One by one a ‘club’ of jockeys who had sustained spinal injuries, JT McNamara, Robbie McNamara, Freddy Tylicki and Ed Barrett all made contact to offer him their advice.
“They all said ‘concentrate on the rehab’ so I turned it into my job; wake up, breakfast, physio, and so on. I got into a strict routine which is the best thing for the body in these circumstances. You have to get your bowels and bladder into routine, eating and drinking at the same times every day.
“Of course there are dark times. The lads would understand it. For me it was when someone rides a winner who was at the same level as me but has progressed. Basically it’s envy because I had my chance taken away from me. Everyone tells me that’s totally understandable.

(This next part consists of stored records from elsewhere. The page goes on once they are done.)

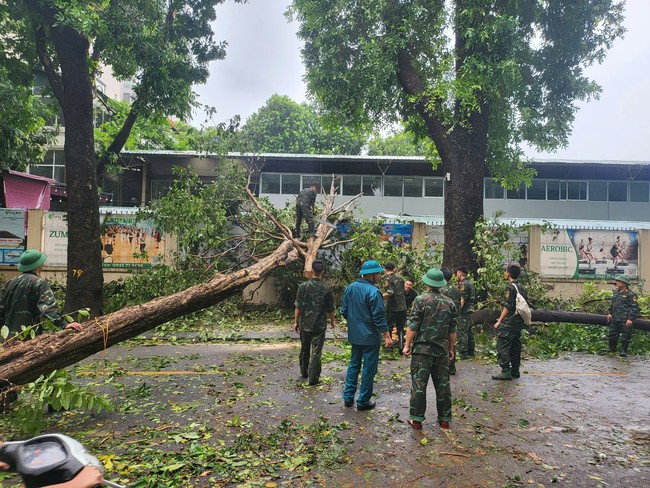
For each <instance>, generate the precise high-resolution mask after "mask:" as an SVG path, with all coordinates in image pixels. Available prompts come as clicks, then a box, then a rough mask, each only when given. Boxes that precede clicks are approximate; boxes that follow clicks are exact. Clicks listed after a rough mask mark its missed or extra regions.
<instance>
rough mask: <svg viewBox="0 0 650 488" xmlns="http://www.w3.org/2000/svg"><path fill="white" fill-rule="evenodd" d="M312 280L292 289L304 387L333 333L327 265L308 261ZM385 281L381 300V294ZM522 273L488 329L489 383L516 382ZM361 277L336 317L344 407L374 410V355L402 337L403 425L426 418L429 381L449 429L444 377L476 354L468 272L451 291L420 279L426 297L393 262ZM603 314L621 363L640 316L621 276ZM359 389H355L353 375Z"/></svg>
mask: <svg viewBox="0 0 650 488" xmlns="http://www.w3.org/2000/svg"><path fill="white" fill-rule="evenodd" d="M312 269H313V272H314V277H313V278H312V279H310V280H308V281H306V282H304V283H302V284H301V285H300V286H299V288H298V293H297V297H296V302H295V307H296V308H295V322H294V328H295V330H296V331H298V332H300V336H301V344H302V347H301V351H300V370H301V374H302V376H303V377H304V378H308V380H309V385H317V384H319V382H320V372H321V365H320V362H321V361H320V358H321V353H322V348H323V343H324V340H325V330H326V327H327V320H329V323H330V325H331V327H332V328H333V327H334V324H335V321H334V311H335V305H334V298H333V295H332V291H331V289H330V288H329V286H328V285H327V284H325V283H324V282H323V280H322V277H323V274H324V269H325V266H324V264H323V263H322V262H321V261H314V263H313V266H312ZM384 273H385V276H386V279H385V280H383V289H384V291H383V293H382V291H380V286H382V279H381V276H382V274H384ZM521 274H522V268H521V267H520V266H519V265H517V264H511V265H509V266H507V268H506V269H505V270H504V279H505V281H507V283H508V284H507V286H506V290H505V299H504V301H503V304H502V309H501V313H500V315H499V318H498V319H497V321H496V322H495V323H494V325H493V327H494V329H495V331H496V333H497V351H498V363H499V366H500V368H501V372H500V373H499V374H496V375H493V376H492V379H494V380H501V381H511V380H513V379H517V378H519V377H520V376H521V371H520V366H521V332H522V330H523V329H524V328H525V327H526V324H525V323H524V319H523V318H522V317H521V316H520V315H519V313H518V312H517V296H518V295H520V296H521V297H522V298H523V299H524V300H526V301H528V293H527V290H526V286H525V283H521V282H519V281H518V280H519V278H520V275H521ZM359 275H360V277H359V278H358V279H357V280H356V281H354V282H353V283H351V284H350V285H349V286H348V287H347V288H346V289H345V292H344V295H343V300H342V304H341V308H340V314H341V315H342V316H343V318H345V319H346V320H347V325H348V342H349V343H350V345H351V347H352V349H351V357H350V361H349V363H348V369H347V373H346V384H345V388H344V390H343V403H344V405H345V406H346V407H351V406H353V404H354V401H355V399H354V397H355V394H356V392H357V388H358V390H359V394H358V397H357V399H356V403H357V410H370V409H372V408H374V407H375V403H374V401H373V400H372V399H371V398H372V393H373V382H374V377H375V375H376V373H377V368H378V363H379V352H380V349H381V345H382V340H383V343H384V347H386V348H391V347H394V345H395V342H396V341H394V340H393V336H392V333H393V330H396V331H397V336H398V337H401V334H402V333H403V331H404V330H405V331H406V334H405V336H404V341H403V345H402V344H400V346H401V347H402V351H401V352H402V354H403V355H404V356H405V357H410V358H411V368H410V372H411V398H410V412H409V420H408V423H409V424H410V425H411V426H412V427H413V428H414V429H421V428H422V422H423V421H424V419H425V411H426V390H427V385H428V383H429V379H431V382H432V383H433V386H434V389H435V393H436V406H437V414H438V423H439V425H440V427H441V428H443V429H447V428H449V422H450V421H451V405H452V402H451V387H450V375H452V376H453V375H455V374H456V355H457V353H458V356H459V357H460V359H470V358H472V357H474V355H475V341H474V332H473V318H472V315H473V312H474V307H475V304H476V290H475V287H474V285H473V283H472V282H471V280H470V279H469V271H468V269H467V268H466V267H464V266H461V267H459V268H458V269H457V270H456V273H455V275H456V282H457V285H454V284H452V283H451V282H450V281H451V280H452V275H453V273H452V270H451V269H450V268H448V267H443V268H441V269H436V268H432V269H430V270H429V271H427V273H426V274H425V275H424V276H422V278H421V282H422V284H423V285H424V286H425V287H426V290H425V291H424V292H423V293H421V294H419V295H418V294H417V293H416V292H415V290H414V289H413V280H412V279H410V278H406V279H404V278H402V277H400V276H399V275H398V274H397V273H396V270H395V265H394V264H392V263H389V264H386V265H385V267H382V266H381V265H380V264H379V263H378V262H377V261H374V260H368V261H366V262H364V263H363V264H362V266H361V270H360V272H359ZM615 284H616V290H615V291H614V294H613V297H612V302H611V306H610V309H609V317H608V320H609V349H610V351H612V352H613V351H615V349H616V345H617V342H618V337H619V336H620V335H622V337H623V339H622V348H621V352H620V354H621V356H626V355H627V348H628V344H629V342H630V339H631V334H632V322H633V320H634V319H635V318H637V317H638V316H639V307H638V303H637V297H636V294H634V292H632V291H631V290H630V289H629V284H630V283H629V280H628V279H627V278H626V277H625V276H621V277H618V278H617V279H616V281H615ZM360 374H361V382H360V384H359V375H360Z"/></svg>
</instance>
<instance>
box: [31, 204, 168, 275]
mask: <svg viewBox="0 0 650 488" xmlns="http://www.w3.org/2000/svg"><path fill="white" fill-rule="evenodd" d="M43 226H44V233H43V241H44V242H43V251H44V252H45V254H47V256H48V259H47V264H48V266H61V267H65V266H67V262H68V261H67V260H68V255H67V253H68V221H67V215H66V214H65V213H64V212H45V213H44V215H43ZM102 229H103V232H102V235H101V244H102V250H101V256H102V266H103V267H104V268H126V269H132V268H150V267H151V266H154V265H156V264H158V263H160V262H161V260H162V256H164V254H165V239H164V236H163V235H162V234H161V232H160V231H159V230H158V229H157V228H156V227H155V226H154V225H153V222H151V221H148V220H144V221H143V220H137V218H136V216H135V215H119V214H116V215H113V214H105V215H102Z"/></svg>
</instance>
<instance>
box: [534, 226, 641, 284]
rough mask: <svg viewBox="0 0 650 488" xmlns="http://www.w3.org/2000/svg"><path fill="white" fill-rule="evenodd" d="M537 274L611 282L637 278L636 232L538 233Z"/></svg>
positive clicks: (552, 231) (568, 229)
mask: <svg viewBox="0 0 650 488" xmlns="http://www.w3.org/2000/svg"><path fill="white" fill-rule="evenodd" d="M541 244H542V245H541V250H540V252H541V269H540V275H541V276H543V277H549V278H567V279H594V280H612V279H615V278H616V277H617V276H621V275H625V276H627V277H628V278H637V277H638V263H639V242H638V233H637V232H636V231H609V230H588V229H587V230H586V229H562V230H560V231H548V232H544V233H542V243H541Z"/></svg>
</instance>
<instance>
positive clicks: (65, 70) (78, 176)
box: [52, 26, 103, 317]
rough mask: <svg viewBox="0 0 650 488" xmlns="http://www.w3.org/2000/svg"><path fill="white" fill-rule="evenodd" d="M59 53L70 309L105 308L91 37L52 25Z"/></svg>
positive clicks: (66, 28) (63, 26)
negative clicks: (67, 245)
mask: <svg viewBox="0 0 650 488" xmlns="http://www.w3.org/2000/svg"><path fill="white" fill-rule="evenodd" d="M52 38H53V41H54V47H55V49H56V52H57V56H58V58H59V63H60V68H61V81H62V85H63V101H62V104H61V108H62V110H63V114H64V116H65V121H66V127H65V129H66V130H65V146H64V152H65V158H66V182H67V188H68V204H67V207H68V208H67V214H68V269H67V271H68V276H67V291H66V300H65V308H66V311H75V310H79V309H82V308H89V309H90V313H91V316H92V317H95V316H97V315H99V314H100V313H101V308H102V285H103V274H102V259H101V241H100V230H99V198H98V189H97V178H96V175H95V147H94V146H95V138H94V132H93V131H94V129H93V85H92V80H91V76H90V66H89V64H88V48H89V45H88V39H86V38H85V37H83V36H82V35H80V34H79V33H77V32H75V31H74V30H73V29H71V28H70V27H66V26H57V27H54V28H53V29H52Z"/></svg>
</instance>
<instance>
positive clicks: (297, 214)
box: [296, 204, 316, 237]
mask: <svg viewBox="0 0 650 488" xmlns="http://www.w3.org/2000/svg"><path fill="white" fill-rule="evenodd" d="M303 218H304V219H305V220H306V221H307V228H308V231H309V234H310V235H315V234H316V224H315V222H314V213H313V212H312V208H311V207H310V206H309V205H301V204H297V205H296V237H298V236H299V235H300V227H301V225H302V219H303Z"/></svg>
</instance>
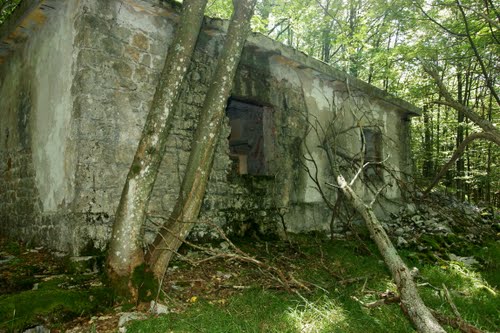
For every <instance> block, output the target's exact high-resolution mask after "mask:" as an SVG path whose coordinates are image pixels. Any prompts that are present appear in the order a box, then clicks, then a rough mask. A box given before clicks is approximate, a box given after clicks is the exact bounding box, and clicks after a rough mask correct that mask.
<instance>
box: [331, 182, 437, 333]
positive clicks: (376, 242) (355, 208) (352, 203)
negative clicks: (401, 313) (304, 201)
mask: <svg viewBox="0 0 500 333" xmlns="http://www.w3.org/2000/svg"><path fill="white" fill-rule="evenodd" d="M337 183H338V185H339V187H340V189H341V190H342V192H343V193H344V195H345V197H346V198H347V199H348V200H349V202H350V203H351V205H352V206H353V207H354V209H355V210H356V211H357V212H358V213H359V214H360V215H361V216H362V217H363V219H364V220H365V222H366V225H367V227H368V230H369V231H370V235H371V236H372V238H373V240H374V241H375V243H376V244H377V247H378V249H379V251H380V254H381V255H382V257H383V258H384V261H385V263H386V265H387V267H388V268H389V270H390V271H391V274H392V278H393V279H394V281H395V282H396V285H397V286H398V290H399V294H400V297H401V306H402V308H403V311H404V312H405V313H406V314H407V316H408V317H409V318H410V320H411V321H412V322H413V325H414V326H415V328H416V329H417V331H418V332H420V333H445V332H446V331H445V330H444V329H443V328H442V327H441V325H439V323H438V322H437V320H436V318H434V316H433V315H432V313H431V312H430V311H429V309H428V308H427V307H426V306H425V304H424V302H423V301H422V299H421V298H420V295H419V294H418V290H417V287H416V285H415V282H413V277H412V275H411V273H410V270H409V269H408V267H407V266H406V264H405V263H404V262H403V260H402V259H401V257H400V256H399V255H398V252H397V251H396V249H395V248H394V246H393V245H392V242H391V240H390V239H389V237H388V236H387V234H386V232H385V230H384V228H383V227H382V225H381V224H380V222H379V221H378V219H377V217H376V216H375V214H374V213H373V210H372V209H371V207H368V206H367V205H365V204H364V203H363V201H362V200H361V199H360V198H359V197H358V195H357V194H356V193H355V192H354V191H353V190H352V188H351V187H350V186H349V185H348V184H347V182H346V181H345V179H344V178H343V177H342V176H338V177H337Z"/></svg>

“You do get the odd s--- day. Winter is definitely more of a struggle. I can’t control my body temperature very well so if you go out and it’s cold, wet and rainy, the wheelchair hand-holds get slippy and that all builds up through the day to a mini mental breakdown when I might tell everyone to eff-off, but they are pretty few and far between.
“There was a day when I was meant to go and watch a Six Nations rugby game but it was raining, cold and I was already in a bit of pain and just couldn’t get ready for it.
“When I was in hospital Sir Mark rang. He told me when he broke his back that he couldn’t even blink. He had to get the nurse to open his eyes.
“It wasn’t really what I wanted to hear 16 days in but it was a Sunday when he religiously rings all his owners and I’m pretty sure I was his first call of the day which meant a lot and he gave me this great advice ‘don’t be horrible to your mother.’ He was nice to the nurses but horrid to his mum when she drove up from Devon to see him and he still regrets it now.
“I think mum began to come to terms with my injury about two months in, just when I was coming off painkillers. I was smiling and laughing a bit more and when she saw that in me I think she saw that if I could accept it, it would be better for me if she accepted it.
“Dad took a lot longer, maybe that’s something to do with a father’s protectiveness. He’s a pilot and because of lockdown he wasn’t flying. He needed to be busy. After three months he came home from Paris to start adapting the house and I think he was happier being able to do something constructive to help.”
McCoy calls Pritchard Webb an inspiration. “He’s a young, good-looking lad who had his whole life in front of him before suffering those life-changing injuries but his attitude has been fantastic,” he said. “He has a great outlook on life because it can’t be easy. We all have down days but, in the grand scheme of things, we don’t.”
Most jockeys have pretty puny arms given the weight issues muscle bulk creates but, ahead of the challenge, Pritchard Webb now has arms like Popeye having fitted in training between his fledgling careers on Sky Sports Racing and as a bloodstock agent. But if anyone gets mentally down on this challenge it is unlikely to be Pritchard Webb.